内藤正典『となりのイスラム』ミシマ社、2016

たいへん分かりやすい内容です。


これを読むと、私たちの世界に関する認識のほとんどの部分が、近代ヨーロッパの世界観に由来するものだということがよく分かります。そして、それは、私たちが思っているほど普遍的なものではないということも。

例えば、自由と人権の国フランスで、なぜあれほどイスラム教徒のかぶるスカーフが忌避されるのか。

著者の解説を読むと、近代西欧の価値基準でイスラム世界を理解することは、不可能なのだと分かります。その価値を創出した本家のフランスでは、その価値の対立が、もっともラディカルに現れてしまうのでしょう。

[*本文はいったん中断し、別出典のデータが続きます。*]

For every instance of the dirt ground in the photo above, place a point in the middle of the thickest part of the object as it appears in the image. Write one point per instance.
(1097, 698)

所詮、私たちの他者理解は、その程度のものなのかもしれません。異質な世界に属する他者の行動が理解不能に思えるとき、私たちはそれをあわてて断罪するのではなくて、まず沈黙して、それからゆっくり理解の糸口を探すべきなのかもしれません。

最後には、イスラム教徒と付き合うときの極めて具体的な注意書きがあります。周囲にイスラム教徒の知り合いがいたらぜひ読んでみてください。